Last fall I was invited to a panel to talk about how to transition from a Digital Analytics to a Data Scientist role. This is a question that I get frequently so here are my thoughts.

  • Do you really want to become a data scientist? I, myself, had doubts for a while until I finally decided that I wanted. There is plenty of room to be “data scientific” in the data analytics role without the hustle of becoming a data scientist. It is a highly competitive market (at least in Toronto), most of the roles do ask for either a master or phD degree (which does requires some money + time investment), and sometimes it might have a slow/small impact in the actual day to day business.
  • What do you want to do as a data scientist? Ok so you decided that it is your dream job and it is something you want to pursue, but how? Well a good start would be to try to learn what you like to be doing as a data scientist. You can start by asking yourself what are the methodologies that you are most comfortable. In Statistics there are many paths, from classification models to prediction, from supervised to unsupervised. Another way of looking at this question is try to understand the problems that attract you more, for example do you like working with marketing? Probably classification and segmentation are more useful in this field. Do you like finance? Attrition and forecasting are more appropriate. This will help you to acquire the knowledge to build your skill set and definitely put you ahead of your competition.

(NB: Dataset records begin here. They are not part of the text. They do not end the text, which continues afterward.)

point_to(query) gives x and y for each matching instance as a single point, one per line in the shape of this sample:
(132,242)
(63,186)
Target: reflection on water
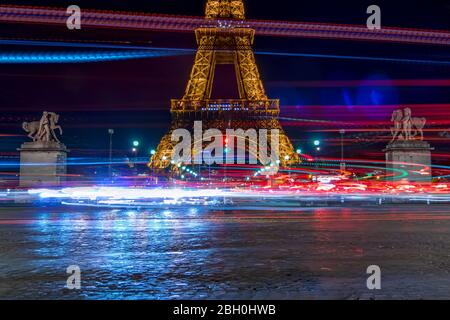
(194,253)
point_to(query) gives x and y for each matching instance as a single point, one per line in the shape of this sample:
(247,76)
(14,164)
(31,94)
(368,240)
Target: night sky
(133,96)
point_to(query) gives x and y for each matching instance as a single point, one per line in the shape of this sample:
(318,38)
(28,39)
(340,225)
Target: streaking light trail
(123,52)
(154,22)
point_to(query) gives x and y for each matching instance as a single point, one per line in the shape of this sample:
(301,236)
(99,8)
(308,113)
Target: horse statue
(397,130)
(43,130)
(405,126)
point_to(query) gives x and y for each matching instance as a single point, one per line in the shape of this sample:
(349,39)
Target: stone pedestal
(413,157)
(42,164)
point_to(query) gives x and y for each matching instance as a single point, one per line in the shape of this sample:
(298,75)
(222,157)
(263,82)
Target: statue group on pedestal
(44,129)
(406,127)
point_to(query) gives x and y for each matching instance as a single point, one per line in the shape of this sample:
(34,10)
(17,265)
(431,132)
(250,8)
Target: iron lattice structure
(229,42)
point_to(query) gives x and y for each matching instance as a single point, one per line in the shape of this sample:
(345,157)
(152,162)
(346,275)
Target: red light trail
(172,23)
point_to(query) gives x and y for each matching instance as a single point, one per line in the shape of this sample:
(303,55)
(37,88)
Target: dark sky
(133,96)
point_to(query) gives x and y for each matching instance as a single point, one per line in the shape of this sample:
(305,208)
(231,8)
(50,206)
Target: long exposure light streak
(133,52)
(155,22)
(77,57)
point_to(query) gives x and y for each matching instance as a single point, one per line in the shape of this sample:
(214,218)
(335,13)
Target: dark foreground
(196,253)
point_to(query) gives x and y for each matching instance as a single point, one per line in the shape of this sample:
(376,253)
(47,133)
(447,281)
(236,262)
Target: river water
(203,253)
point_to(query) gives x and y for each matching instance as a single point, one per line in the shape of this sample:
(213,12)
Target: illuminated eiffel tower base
(230,42)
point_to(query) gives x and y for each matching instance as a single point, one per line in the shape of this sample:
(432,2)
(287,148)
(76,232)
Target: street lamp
(342,166)
(317,144)
(110,132)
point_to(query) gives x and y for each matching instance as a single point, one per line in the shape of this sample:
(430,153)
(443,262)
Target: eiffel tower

  • What type of company do you want to work for? This is actually a very important question because depending on what you like doing you might want to narrow down your application target. Corporate companies are very different from small companies. In the Corporate world, usually you have data documentation and a more organized infrastructure and majority of the time you join a team with some expertise. When you join a small company you have tons of freedom to test new technologies and techniques as well as have more hands on experience. This will dictate how your resume and application should be built. In a small company, you want to show that you can get things done, building your Github, showing personal projects you worked in the past, coming to an interview with a thought on how you would solve some of the problems presented in the job description. Certifications and degrees might be more relevant in a big company as well as previous experience, majority of the times they already have a team, so what do you bring that adds to their structure is what will set you apart.
  • How do you build your resume? If you have done the last 2 items already, you should know by now that enhancing what you know that is relevant for the role + the job you are applying is super important. I see resumes sometimes with tons of experience but nothing in there can be useful for role. Data Scientists are one of the most competitive roles, make your application relevant by tailoring your resume to what you are applying. A good example is to add you know SAS, R, Python for a role that only needs Python. This way it will make you stand out from other applications.

If you still cannot get a job in the field. I would recommend to connect with a data scientist and understand what is being missed. From not being ready for a coding test, to not being able to explain regular interview questions, there is always room for improvement. And I am sure this will lead to a data scientist role but if not remember data analytics is equally cool and rewarding.